C.     Menurut (Mary Jo Bitner, 2000)
Pemasaran jasa adalah suatu kegiatan ekonomi yang outputnya, bukan produk dikonsumsi bersamaan dengan waktu produksi dan memberikan nilai tambah (seperti: hiburan, kenikmatan, santai) bersifat tidak berwujud.
D.      Menurut (Miller dan Layton, 2000)
Pemasaran jasa adalah merupakan system total aktivitas bisnis yang dirancang untuk merencanakan, menetapkan harga, mempromosikan dan mendistribusikan produk, jasa, dan gagasan yang mampu memuaskan  keinginan pasar sasaran dalam rangka mencapai tujuan organisasional.

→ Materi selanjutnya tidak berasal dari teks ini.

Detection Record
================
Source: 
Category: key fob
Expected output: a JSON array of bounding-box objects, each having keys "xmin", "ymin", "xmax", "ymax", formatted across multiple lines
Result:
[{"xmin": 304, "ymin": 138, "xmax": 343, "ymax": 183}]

            Dari definisi diatas dapat disimpulkan bahwa jasa adalah  semua tindakan atau kegiatan yang dapat ditawarkan oleh satu pihak kepada pihak lainnya (konsumen) yang memberikan manfaat  bersifat tidak berwujud dan tidak menyebabkan kepemilikan apapun.


Klasifikasi Jasa
Jasa bengkel sepeda motor merupakan jasa utama yang didukung dengan barang minor karena peawaran jasa terdiri atas suatu jasa pokok bersama-sama dengan jasa tambahan (pelengkap) atau barang-barang pendukung, seperti pada bengkel sepeda motor, seorang konsumen ingin mengganti ban luarnya, pihak jasa bengkel sepeda motor menyediakan jasa mengganti ban (teknisi bengkel), selain itu juga menyediakan produk bannya. Jasa bengkel sepeda motor juga menyediakan  produk-produk  tambahan lainnya yang berhubungan dengan sepeda motor.

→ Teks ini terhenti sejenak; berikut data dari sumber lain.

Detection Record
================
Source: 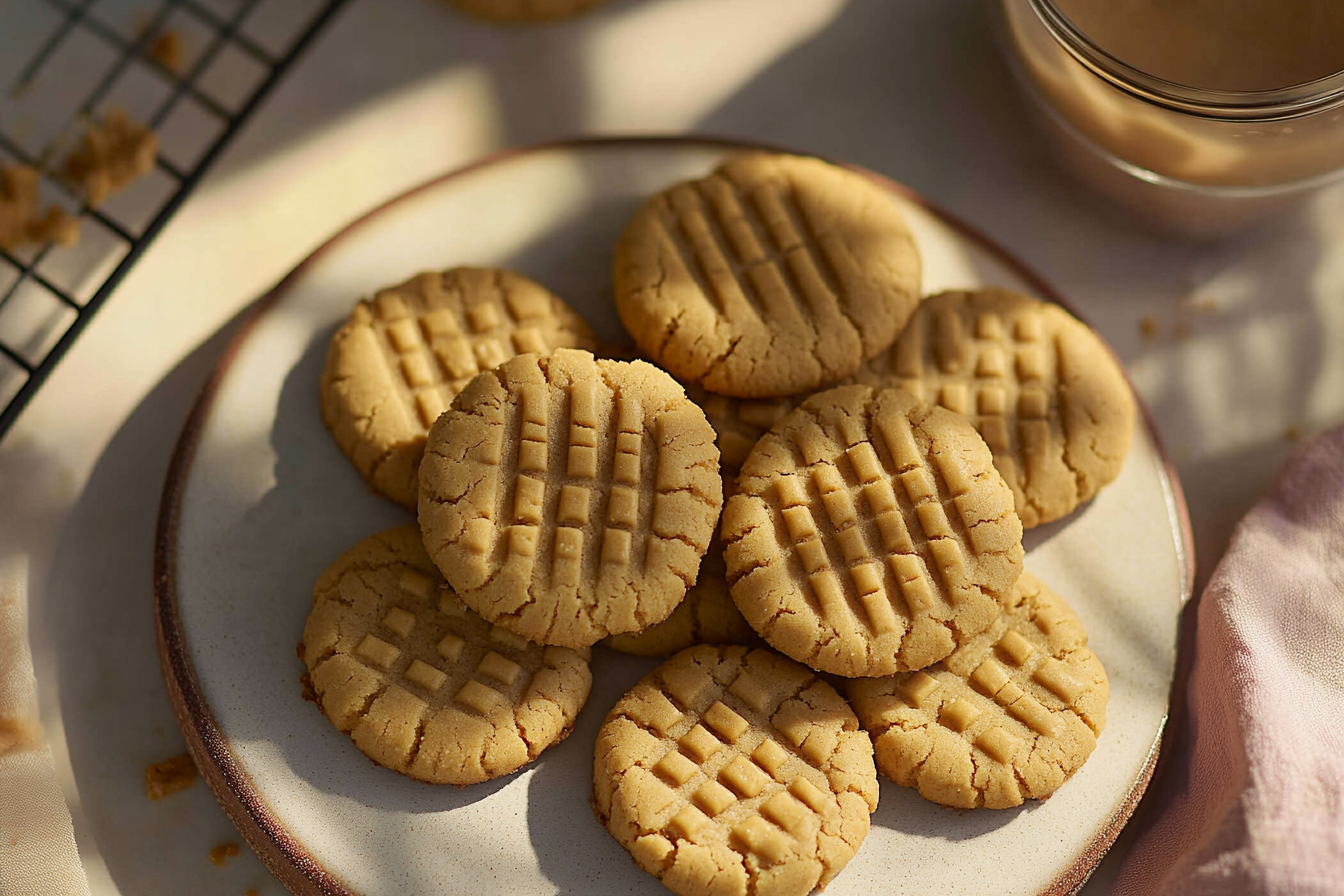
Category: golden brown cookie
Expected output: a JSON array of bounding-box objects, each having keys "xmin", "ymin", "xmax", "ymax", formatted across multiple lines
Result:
[
  {"xmin": 593, "ymin": 645, "xmax": 878, "ymax": 896},
  {"xmin": 846, "ymin": 571, "xmax": 1108, "ymax": 809},
  {"xmin": 851, "ymin": 287, "xmax": 1136, "ymax": 528},
  {"xmin": 321, "ymin": 267, "xmax": 596, "ymax": 509},
  {"xmin": 419, "ymin": 349, "xmax": 722, "ymax": 649},
  {"xmin": 604, "ymin": 542, "xmax": 760, "ymax": 656},
  {"xmin": 613, "ymin": 153, "xmax": 922, "ymax": 399},
  {"xmin": 442, "ymin": 0, "xmax": 609, "ymax": 22},
  {"xmin": 723, "ymin": 384, "xmax": 1024, "ymax": 678},
  {"xmin": 301, "ymin": 526, "xmax": 592, "ymax": 786}
]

Berdasarkan atas tingkat kontak konsumen dengan pemberi jasa sebagai bagian dari sistem saat jasa tersebut dihasilkan, jasa bengkel sepeda motor merupakan kelompok Low-contact system, karena dalam bengkel sepeda motor, konsumen tidak perlu  menjadi bagian dari sistem untuk menerima jasa. Misalnya. Pada saat reparasi sepeda motor, konsumen tidak harus berhungan  kontak langsung pada saaat  sepeda motornya yang rusak diperbaiki oleh teknisi bengkel.

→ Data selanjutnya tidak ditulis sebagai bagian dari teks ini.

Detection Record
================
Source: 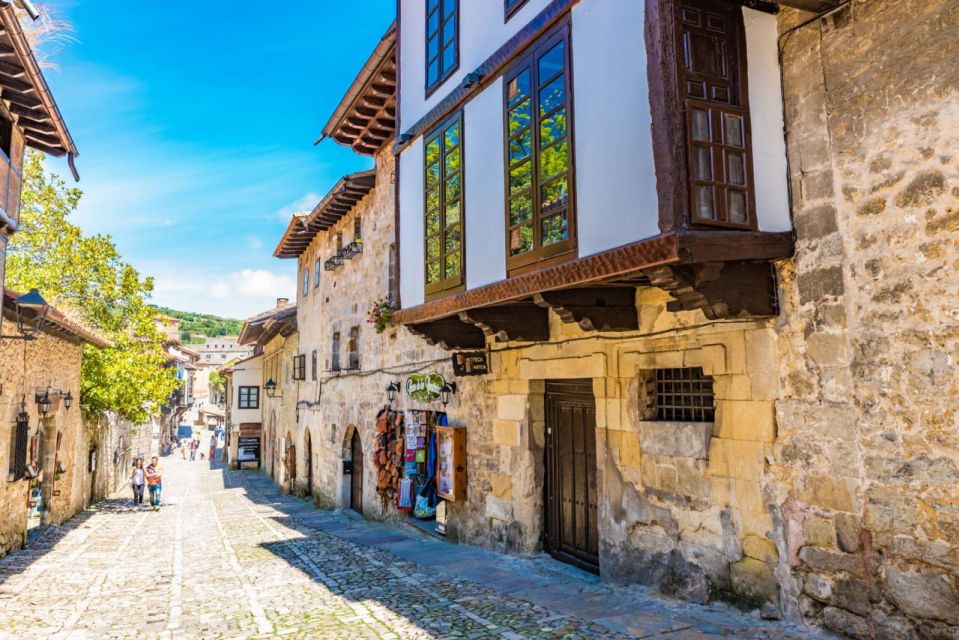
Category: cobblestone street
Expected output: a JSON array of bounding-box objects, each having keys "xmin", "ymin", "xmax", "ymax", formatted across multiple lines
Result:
[{"xmin": 0, "ymin": 455, "xmax": 831, "ymax": 639}]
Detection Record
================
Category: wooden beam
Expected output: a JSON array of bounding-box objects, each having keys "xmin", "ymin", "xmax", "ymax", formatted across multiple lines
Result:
[
  {"xmin": 0, "ymin": 59, "xmax": 24, "ymax": 77},
  {"xmin": 407, "ymin": 317, "xmax": 486, "ymax": 350},
  {"xmin": 648, "ymin": 262, "xmax": 778, "ymax": 319},
  {"xmin": 458, "ymin": 304, "xmax": 550, "ymax": 342},
  {"xmin": 532, "ymin": 287, "xmax": 639, "ymax": 332},
  {"xmin": 0, "ymin": 73, "xmax": 34, "ymax": 95}
]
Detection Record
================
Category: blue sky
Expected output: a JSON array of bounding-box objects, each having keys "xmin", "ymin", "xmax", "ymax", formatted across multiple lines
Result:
[{"xmin": 40, "ymin": 0, "xmax": 395, "ymax": 318}]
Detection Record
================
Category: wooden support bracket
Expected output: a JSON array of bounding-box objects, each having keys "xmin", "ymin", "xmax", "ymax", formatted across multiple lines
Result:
[
  {"xmin": 532, "ymin": 287, "xmax": 639, "ymax": 332},
  {"xmin": 648, "ymin": 262, "xmax": 778, "ymax": 319},
  {"xmin": 458, "ymin": 304, "xmax": 550, "ymax": 343}
]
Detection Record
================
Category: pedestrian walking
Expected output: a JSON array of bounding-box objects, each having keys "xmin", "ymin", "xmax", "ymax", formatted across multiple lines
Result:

Ditinjau berdasarkan kesamaannya dengan operasi manufaktur, bengkel sepeda motor ini termasuk dalam  miqed service. Karena bengkel sepeda motor merupakan kelompok jasa dengan tingkat kontak menengah (moderate-contact) yang menggabungkan beberapa  bentuk sifat  pure service dan quasimanufacturing service. Dalam bengkel sepeda motor contohnya seorang teknisi bengkel harus memiliki keahlian dalam memperbaiki sepeda motor yang rusak milik konsumen(sifat Pure service) dan seorang  konsumen tidak harus menjadi bagian dari proses  produksi jasa yaitu memperbaiki sepeda motor (sifat quasimanufacturing service).

1.3  Karakteristik Jasa
Dalam Implementasinya, bengkel sepeda motor memiliki karakteristik jasa. Karakteristik jasa ini termasuk dalam insparibility (jasa yang tidak terpisahkan) bahwasanya jasa tidak dapat dipisahkan dari penyedianya. Bila karyawan jasa menyediakan jasa karyawan, maka karyawan adalah bagian dari jasa. Umumnya aktivitas jasa proses produksi dan konsumsi terjadi secara bersamaan, konsumen terlibat dalam produksi implikasinya kontak dan intraksi menjadi sangat penting. Sehingga  penyedia jasa maupun konsumen sepeda motor mempengaruhi hasil jasa.